C’est pourquoi, Excellence Monsieur le Président, Honorables Députés, je tiens à rendre un hommage particulier au Président Faure pour la patience et l’acharnement qu’il met à rapprocher des acteurs politiques d’horizons divers pour les mettre ensemble et les amener à s’entendre pour sortir le pays de la crise sociopolitique.

Il est réconfortant que les acteurs politiques se montrent sensibles à ces efforts et consentent les uns et les autres des sacrifices pour faire avancer graduellement le processus consensuel amorcé. Dans le contexte politique de crise qui est le nôtre, la méthode initiée et partagée par tous est incontournable. Nos décisions seront d’autant plus soutenues par nos populations qu’elles émaneront d’un large consensus de la classe politique.

J’aimerais, à ce propos réitérer ici que, si le Dialogue national a été un succès, ce n’est pas tant, parce que le contenu de l’accord politique global était parfait. C’est pour la simple raison que toutes les parties prenantes au Dialogue l’ont signé sans tenir à avoir satisfaction sur tous les points de leurs revendications. Si l’accord politique global a été signé par tous, c’est surtout grâce à la détermination du Président Faure. Qu’il en soit remercié. Je voudrais tout autant adresser mes remerciements au Président Compaoré.

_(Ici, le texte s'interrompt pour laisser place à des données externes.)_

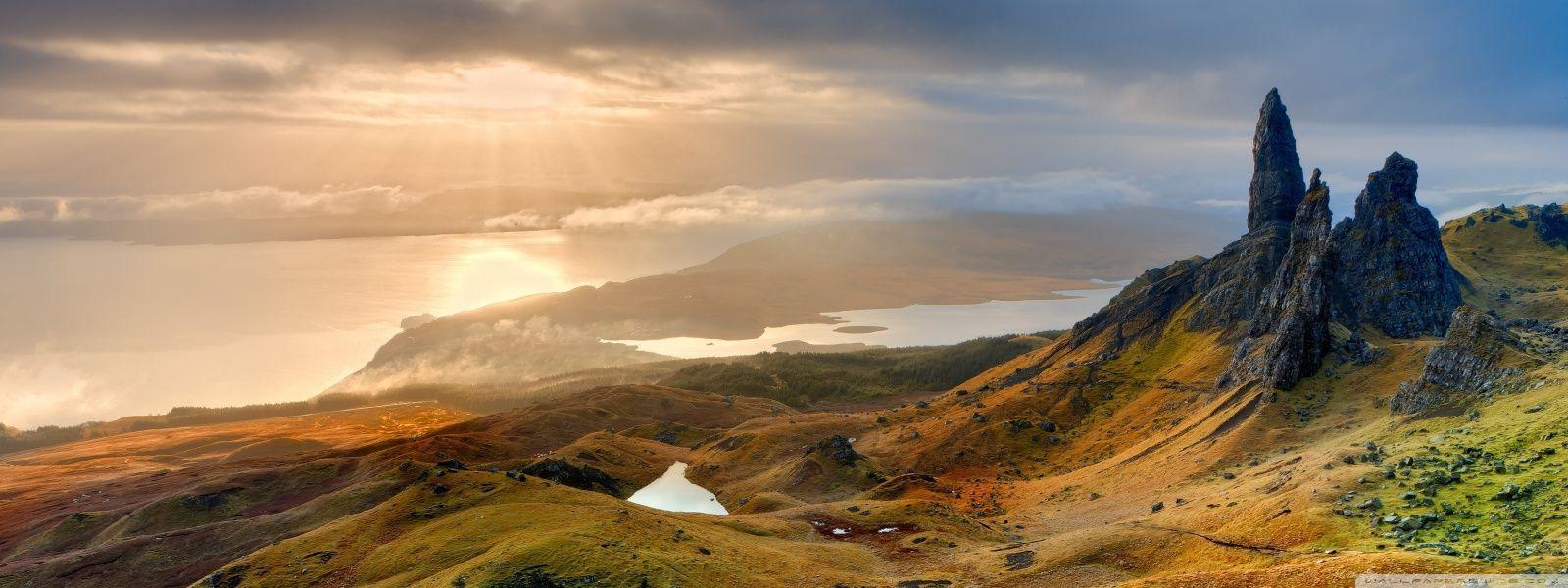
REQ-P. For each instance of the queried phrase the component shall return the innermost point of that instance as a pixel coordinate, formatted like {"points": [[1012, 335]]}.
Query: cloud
{"points": [[247, 203], [1222, 203], [522, 220], [1447, 63], [1465, 200], [47, 392], [12, 214], [869, 198]]}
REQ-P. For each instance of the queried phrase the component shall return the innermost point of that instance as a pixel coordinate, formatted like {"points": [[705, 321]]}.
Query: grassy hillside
{"points": [[1515, 261], [799, 380], [808, 378]]}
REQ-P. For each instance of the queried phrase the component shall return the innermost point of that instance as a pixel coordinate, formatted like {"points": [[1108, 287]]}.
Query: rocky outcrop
{"points": [[838, 449], [1551, 224], [1393, 271], [580, 477], [1233, 281], [1290, 334], [1465, 366], [1277, 289], [1277, 187]]}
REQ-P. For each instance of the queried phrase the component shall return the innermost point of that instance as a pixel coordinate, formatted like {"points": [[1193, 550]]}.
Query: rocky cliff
{"points": [[1290, 334], [1275, 290], [1277, 187], [1466, 366], [1393, 271]]}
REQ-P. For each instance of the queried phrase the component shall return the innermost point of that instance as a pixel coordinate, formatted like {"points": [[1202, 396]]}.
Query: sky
{"points": [[702, 112]]}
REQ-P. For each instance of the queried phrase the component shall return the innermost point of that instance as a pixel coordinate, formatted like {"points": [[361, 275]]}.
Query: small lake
{"points": [[674, 493], [906, 326]]}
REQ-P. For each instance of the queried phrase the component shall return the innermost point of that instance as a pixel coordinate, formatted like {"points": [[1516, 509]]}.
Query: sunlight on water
{"points": [[674, 493], [906, 326], [491, 273]]}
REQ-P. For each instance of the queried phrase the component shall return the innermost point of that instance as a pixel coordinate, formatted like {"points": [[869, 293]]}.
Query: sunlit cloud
{"points": [[1476, 198], [247, 203]]}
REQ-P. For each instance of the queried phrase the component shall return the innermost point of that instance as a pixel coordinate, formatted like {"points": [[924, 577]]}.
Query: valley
{"points": [[1309, 404]]}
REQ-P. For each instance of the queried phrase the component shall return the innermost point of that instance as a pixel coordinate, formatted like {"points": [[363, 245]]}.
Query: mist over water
{"points": [[99, 329], [906, 326]]}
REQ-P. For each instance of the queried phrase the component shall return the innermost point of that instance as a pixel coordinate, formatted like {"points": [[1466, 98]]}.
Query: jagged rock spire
{"points": [[1393, 271], [1277, 170], [1290, 334]]}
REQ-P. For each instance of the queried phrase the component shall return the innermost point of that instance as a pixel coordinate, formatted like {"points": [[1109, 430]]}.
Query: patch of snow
{"points": [[674, 493]]}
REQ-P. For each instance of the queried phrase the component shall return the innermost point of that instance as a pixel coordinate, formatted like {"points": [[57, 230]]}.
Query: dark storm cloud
{"points": [[1356, 62]]}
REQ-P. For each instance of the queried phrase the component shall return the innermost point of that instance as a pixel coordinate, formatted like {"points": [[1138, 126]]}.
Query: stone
{"points": [[1277, 187], [568, 474], [838, 449], [1463, 368], [1392, 269], [1019, 561]]}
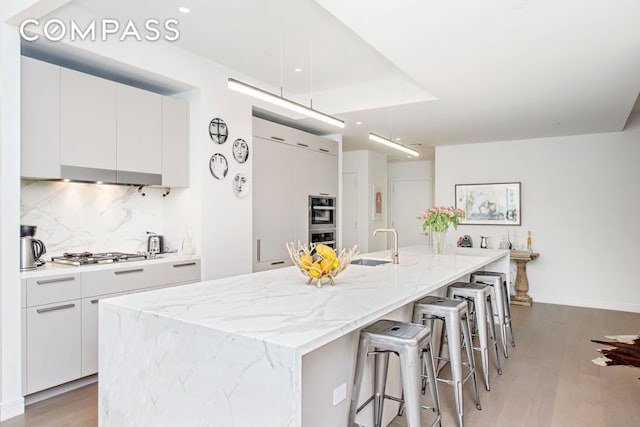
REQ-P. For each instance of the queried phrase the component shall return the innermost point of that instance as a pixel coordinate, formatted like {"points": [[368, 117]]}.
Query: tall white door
{"points": [[409, 198], [349, 210]]}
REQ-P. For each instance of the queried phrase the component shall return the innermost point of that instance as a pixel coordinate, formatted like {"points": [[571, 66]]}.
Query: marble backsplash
{"points": [[75, 217]]}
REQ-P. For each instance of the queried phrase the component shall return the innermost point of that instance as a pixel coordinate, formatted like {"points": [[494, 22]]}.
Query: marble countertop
{"points": [[277, 308], [50, 268]]}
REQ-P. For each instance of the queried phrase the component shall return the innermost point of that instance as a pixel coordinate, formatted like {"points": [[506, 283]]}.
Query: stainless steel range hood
{"points": [[108, 176]]}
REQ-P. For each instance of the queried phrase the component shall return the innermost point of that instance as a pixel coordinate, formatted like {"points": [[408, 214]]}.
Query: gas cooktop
{"points": [[84, 258]]}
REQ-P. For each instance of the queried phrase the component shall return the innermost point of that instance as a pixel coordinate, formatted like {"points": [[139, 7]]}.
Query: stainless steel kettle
{"points": [[155, 243], [30, 252]]}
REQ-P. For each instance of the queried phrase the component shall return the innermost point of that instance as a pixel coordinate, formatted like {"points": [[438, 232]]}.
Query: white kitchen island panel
{"points": [[158, 372], [238, 351]]}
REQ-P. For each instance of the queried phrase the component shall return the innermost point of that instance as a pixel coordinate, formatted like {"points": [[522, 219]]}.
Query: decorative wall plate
{"points": [[218, 166], [240, 150], [218, 131], [240, 185]]}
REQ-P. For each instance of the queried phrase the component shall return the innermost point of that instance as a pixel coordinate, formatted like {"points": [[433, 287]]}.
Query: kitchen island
{"points": [[260, 349]]}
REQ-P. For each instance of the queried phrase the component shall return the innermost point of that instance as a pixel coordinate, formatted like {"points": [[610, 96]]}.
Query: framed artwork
{"points": [[378, 202], [489, 204], [218, 166], [240, 150], [240, 185], [218, 130]]}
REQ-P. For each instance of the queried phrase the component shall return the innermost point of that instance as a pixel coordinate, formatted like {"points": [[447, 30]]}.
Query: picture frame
{"points": [[489, 204], [378, 203]]}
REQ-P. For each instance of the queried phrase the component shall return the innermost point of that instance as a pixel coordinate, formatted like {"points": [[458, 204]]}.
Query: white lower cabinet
{"points": [[53, 344], [60, 333]]}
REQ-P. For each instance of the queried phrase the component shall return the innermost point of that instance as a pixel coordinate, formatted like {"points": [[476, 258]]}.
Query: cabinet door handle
{"points": [[56, 280], [58, 307], [186, 264], [133, 270], [258, 249]]}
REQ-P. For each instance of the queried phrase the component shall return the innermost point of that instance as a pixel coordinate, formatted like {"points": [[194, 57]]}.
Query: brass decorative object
{"points": [[320, 263]]}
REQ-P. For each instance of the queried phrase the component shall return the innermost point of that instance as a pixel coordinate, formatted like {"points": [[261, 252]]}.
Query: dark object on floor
{"points": [[625, 351]]}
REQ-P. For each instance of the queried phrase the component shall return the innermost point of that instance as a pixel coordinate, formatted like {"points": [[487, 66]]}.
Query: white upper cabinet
{"points": [[139, 134], [85, 128], [87, 121], [175, 142], [40, 119]]}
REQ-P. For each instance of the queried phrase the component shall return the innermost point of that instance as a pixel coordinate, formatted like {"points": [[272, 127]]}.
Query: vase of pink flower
{"points": [[438, 219]]}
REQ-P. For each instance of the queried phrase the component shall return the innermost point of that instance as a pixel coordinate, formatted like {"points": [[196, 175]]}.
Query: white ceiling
{"points": [[428, 72]]}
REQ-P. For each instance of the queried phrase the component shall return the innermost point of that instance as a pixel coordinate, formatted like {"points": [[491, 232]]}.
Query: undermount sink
{"points": [[370, 262]]}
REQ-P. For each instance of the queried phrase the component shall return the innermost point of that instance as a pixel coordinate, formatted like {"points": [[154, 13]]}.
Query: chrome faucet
{"points": [[394, 251]]}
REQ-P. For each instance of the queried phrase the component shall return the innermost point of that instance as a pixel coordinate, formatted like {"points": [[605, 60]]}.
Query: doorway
{"points": [[409, 197], [349, 209]]}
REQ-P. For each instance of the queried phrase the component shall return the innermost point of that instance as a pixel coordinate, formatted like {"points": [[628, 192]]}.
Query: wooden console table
{"points": [[522, 283]]}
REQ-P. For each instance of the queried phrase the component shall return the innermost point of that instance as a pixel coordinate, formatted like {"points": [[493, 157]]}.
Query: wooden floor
{"points": [[548, 380]]}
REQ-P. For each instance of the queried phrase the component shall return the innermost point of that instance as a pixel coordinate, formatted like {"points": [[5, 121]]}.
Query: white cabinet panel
{"points": [[139, 130], [175, 143], [39, 119], [273, 200], [123, 279], [183, 271], [50, 289], [53, 344], [87, 121]]}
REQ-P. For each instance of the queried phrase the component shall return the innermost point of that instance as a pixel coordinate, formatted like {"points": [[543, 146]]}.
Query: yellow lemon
{"points": [[326, 265], [306, 261]]}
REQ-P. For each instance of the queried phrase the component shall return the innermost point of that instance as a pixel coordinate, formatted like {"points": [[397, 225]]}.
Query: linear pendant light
{"points": [[390, 143], [282, 102]]}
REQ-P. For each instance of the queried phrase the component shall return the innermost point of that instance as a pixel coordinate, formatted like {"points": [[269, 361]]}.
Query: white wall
{"points": [[580, 199], [11, 402], [371, 170]]}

Notre accord doit beaucoup à sa compétence inestimable et à sa permanente disponibilité.

Excellence Monsieur le Président,
Honorables Députés,

C’est le même esprit de consensus qui a guidé la formation du Gouvernement d’Union Nationale.

Le Chef de l’Etat et nous-mêmes avions œuvré à ce qu’il en soit ainsi.

L’essentiel a été fait. Mais nous continuons à être ouverts à toutes les initiatives pouvant nous permettre de parvenir à un Gouvernement encore plus inclusif.

Et puisque la méthode consensuelle a fait ses preuves, je ne pense pas, Mesdames, Messieurs les Députés, que vous trouviez d’inconvénient à ce que nous gardions le cap en allant de l’avant.

C’est au demeurant en s’inscrivant dans cette logique que les parties prenantes au Dialogue national ont pris la décision de s’entendre en une feuille de route sur les actions à mener par le Gouvernement d’Union Nationale.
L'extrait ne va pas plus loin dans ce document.